Melanoma Cancer: What It Is and What You Need to Know

Skin cancers are extremely common, and chances are good that someone you know has been treated for some type of minor skin cancer or precancer. It’s easy to feel a little desensitized to the idea of developing some form of skin cancer yourself, but you should always pay attention to changes in your skin.

Young woman in the sun

Melanoma cancer is dangerous and potentially fatal. Though it accounts for less than 1 percent of cancer cases, the Skin Cancer Foundation reported that one person dies from melanoma every hour.

The main reason this skin cancer is so dangerous is because it can spread quickly to other organs, which is why catching it early is so important. When diagnosed in time, most instances can be treated and cured.

Causes and signs of melanoma

Like with other types of skin cancer, UV exposure from the sun and tanning beds is the most common cause of melanoma cancer. People who have two or more blood relatives that have had the disease are also at greater risk of developing it.

Melanoma occurs when your skin cell DNA gets damaged by UV radiation.

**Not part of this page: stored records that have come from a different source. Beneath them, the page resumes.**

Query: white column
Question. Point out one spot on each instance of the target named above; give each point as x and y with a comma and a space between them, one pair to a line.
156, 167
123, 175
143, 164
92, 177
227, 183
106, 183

This causes the cells to grow out of control, forming a tumor. Melanoma tumors look like moles and can sometimes develop from a mole.

The best way to prevent melanoma is to protect your skin from the sun. You should also perform a monthly skin self-exam, checking your body from head to toe for unusual growths or changes in your skin. Skin cancer can develop anywhere on your body. When looking for melanoma, follow the ABCDE rule:

  • Asymmetry: one side is different from the other
  • Border: the mole has uneven edges
  • Color: the mole has varying shades of color
  • Diameter: the growth is larger than the size of a pencil eraser
  • Evolving: the look of the growth is changing over time

Treatment for melanoma

The best outcomes can be expected when the cancer is detected before it has penetrated deeper layers of the skin. If you suspect a mole may be cancerous, make an appointment with a dermatologist. The doctor will examine the spot and take a biopsy or suggest treatment. A biopsy entails removing a small amount of tissue and examining it in a lab to look for cancer cells. Your physician may also perform other diagnostic tests to determine whether the cancer has spread.

Treatment depends on the size of the tumor and whether or not the cancer has spread. Options include:

  • Surgery. According to the National Cancer Institute, this typically involves removing the tumor and some tissue around it. This is the primary treatment at any stage.
  • Chemotherapy. A treatment that uses drugs to kill cancer cells and stop them from spreading.
  • Radiation therapy. This option uses radiation to kill cancer cells and stop them from spreading.
  • Immunotherapy. This treatment stimulates your own immune system to fight the cancer.

Some combination of these therapies may be used, based on the stage and the situation. Melanoma is a serious disease, but there are many smart ways to keep yourself safe. Protect your skin from the sun, avoid tanning beds and conduct regular self-exams to check for anything unusual. If you do notice any suspicious spots during a skin exam, don’t hesitate to make an appointment with a dermatologist.